Larger humanistic spaces and places

As I said last time I needed to read Yi-Fu Tuan's Space and Place, but I felt a book written in 1976 was not enough to inform of space/place theory: therefore, I also got Key Thinkers in Space and Place (KTSP), a 2004 review of the key researchers in the field. Both of these works were informative to my research. KTSP gave a nice overview of the field and the different approaches as well as a detail description of dozens of space and place thinkers. Space and Place though is a more theoretical and informative.
In reading KTSP I became grounded in humanistic geography as oppose to other approaches like Marxism/structuralism, feminist, race, or positivism. This is unusual for me since I readily identify with a neo-liberal structural approach. Yet, when one looks at landscapes it becomes obvious that humanism not structuralism plays the more important role. This is not to say I have given up my roots in structuralism because I will be comparing landscapes and looking for structures as I go. Outside of the theories overview I was introduced to several other researches I should cover. Ley and Jackson are leading humanistic geographers who are known for studying local communities. There work could be very helpful in my studies.

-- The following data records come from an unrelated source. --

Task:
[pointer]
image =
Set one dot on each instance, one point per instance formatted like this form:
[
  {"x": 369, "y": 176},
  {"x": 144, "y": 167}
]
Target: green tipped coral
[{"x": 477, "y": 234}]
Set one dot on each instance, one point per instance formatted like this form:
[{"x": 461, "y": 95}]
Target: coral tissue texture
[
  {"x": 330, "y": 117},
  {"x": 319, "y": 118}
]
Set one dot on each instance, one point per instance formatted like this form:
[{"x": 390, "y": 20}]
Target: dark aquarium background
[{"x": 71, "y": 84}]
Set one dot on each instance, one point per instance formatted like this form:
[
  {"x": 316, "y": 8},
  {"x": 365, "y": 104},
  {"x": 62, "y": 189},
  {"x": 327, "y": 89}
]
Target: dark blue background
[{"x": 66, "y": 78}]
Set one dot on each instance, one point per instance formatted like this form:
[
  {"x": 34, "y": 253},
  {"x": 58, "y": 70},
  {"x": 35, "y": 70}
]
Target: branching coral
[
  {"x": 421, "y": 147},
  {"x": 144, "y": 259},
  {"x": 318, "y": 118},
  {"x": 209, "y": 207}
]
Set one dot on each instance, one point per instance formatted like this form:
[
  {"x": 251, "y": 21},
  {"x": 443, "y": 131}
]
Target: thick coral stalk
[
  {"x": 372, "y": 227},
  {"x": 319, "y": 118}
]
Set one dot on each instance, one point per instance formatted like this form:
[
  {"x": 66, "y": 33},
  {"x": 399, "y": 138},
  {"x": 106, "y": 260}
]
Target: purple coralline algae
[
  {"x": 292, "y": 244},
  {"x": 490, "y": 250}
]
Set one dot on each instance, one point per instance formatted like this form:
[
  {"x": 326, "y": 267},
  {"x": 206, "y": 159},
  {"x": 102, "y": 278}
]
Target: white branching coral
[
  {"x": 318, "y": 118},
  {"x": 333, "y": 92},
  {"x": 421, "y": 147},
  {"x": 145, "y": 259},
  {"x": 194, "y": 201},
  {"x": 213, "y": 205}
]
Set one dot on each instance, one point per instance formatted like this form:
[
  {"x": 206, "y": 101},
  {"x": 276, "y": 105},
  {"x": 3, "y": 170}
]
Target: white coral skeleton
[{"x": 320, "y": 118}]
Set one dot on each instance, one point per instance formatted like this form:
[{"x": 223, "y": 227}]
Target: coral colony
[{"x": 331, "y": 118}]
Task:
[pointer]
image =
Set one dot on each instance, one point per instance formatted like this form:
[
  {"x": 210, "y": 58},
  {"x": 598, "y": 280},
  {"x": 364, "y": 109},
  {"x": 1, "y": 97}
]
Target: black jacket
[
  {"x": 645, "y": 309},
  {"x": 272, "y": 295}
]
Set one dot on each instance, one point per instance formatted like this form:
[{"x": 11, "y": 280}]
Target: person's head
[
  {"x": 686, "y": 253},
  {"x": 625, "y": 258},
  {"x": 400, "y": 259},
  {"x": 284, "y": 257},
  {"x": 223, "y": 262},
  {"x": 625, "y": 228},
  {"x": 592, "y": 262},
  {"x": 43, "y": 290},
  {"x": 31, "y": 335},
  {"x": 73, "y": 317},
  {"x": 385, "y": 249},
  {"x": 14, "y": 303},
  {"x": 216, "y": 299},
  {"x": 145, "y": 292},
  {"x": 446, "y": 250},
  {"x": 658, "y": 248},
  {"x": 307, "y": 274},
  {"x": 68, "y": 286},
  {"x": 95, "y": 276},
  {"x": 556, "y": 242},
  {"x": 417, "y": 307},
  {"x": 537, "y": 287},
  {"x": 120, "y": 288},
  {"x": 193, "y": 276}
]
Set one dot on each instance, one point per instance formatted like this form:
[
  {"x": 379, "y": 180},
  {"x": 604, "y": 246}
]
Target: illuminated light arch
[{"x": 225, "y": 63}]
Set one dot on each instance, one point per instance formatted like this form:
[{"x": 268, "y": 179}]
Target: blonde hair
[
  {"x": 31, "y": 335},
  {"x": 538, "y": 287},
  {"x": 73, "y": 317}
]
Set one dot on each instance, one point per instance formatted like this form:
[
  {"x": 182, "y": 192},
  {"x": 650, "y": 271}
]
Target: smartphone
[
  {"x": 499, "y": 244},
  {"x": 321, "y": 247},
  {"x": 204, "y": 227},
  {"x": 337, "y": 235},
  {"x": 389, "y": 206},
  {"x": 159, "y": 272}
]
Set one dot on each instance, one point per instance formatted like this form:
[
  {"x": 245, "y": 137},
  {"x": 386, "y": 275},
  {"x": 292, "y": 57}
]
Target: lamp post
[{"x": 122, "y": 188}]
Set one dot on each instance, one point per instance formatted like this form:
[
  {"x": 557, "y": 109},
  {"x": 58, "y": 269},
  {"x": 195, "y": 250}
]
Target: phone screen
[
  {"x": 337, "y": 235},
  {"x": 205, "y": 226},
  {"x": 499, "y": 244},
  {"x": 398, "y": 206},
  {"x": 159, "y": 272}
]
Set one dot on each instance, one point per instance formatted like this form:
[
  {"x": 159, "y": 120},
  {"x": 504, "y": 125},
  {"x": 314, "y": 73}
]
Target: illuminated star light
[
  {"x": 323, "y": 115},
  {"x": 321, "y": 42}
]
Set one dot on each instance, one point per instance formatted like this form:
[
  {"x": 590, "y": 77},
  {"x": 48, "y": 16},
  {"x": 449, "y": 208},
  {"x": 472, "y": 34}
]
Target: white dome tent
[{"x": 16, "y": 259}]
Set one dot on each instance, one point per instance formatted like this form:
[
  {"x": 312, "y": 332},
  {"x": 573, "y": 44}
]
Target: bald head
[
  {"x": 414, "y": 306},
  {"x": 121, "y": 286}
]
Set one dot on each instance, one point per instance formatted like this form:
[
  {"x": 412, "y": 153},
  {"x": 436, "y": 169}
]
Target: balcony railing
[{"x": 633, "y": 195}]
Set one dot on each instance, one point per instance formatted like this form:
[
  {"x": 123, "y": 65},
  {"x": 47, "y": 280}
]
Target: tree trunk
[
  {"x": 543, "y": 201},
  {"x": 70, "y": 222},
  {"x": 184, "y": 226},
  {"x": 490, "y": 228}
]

Yi-Fu Tuan may have written the book on space and place theory, but he was influenced by J B Jackson and his this book really connects space place theory to landscape theory. The three chapters Intimate Experience of Place, Attachment to Homelands and Visibility: the Creation of Space address how people create place, then experience it making landscapes. I see space as any undefined area, (those buildings over there) place is a defined area (San Francisco) Landscape as an expression of a culture (China Town). Nature and people can build in space defining it as a place, but it is not until people experience and interact in a place that it begins to take on a landscape.
It is during this transformation from place to landscape that culture and communities are born. This transformation is a conflict between the place and the culture inhabiting it. If place becomes dominate the landscape maybe seen as conservative or even stagnate as the people have given up the transformation process. On the other hand if the people continue to change and transform an area we may see a vibrate exciting landscape.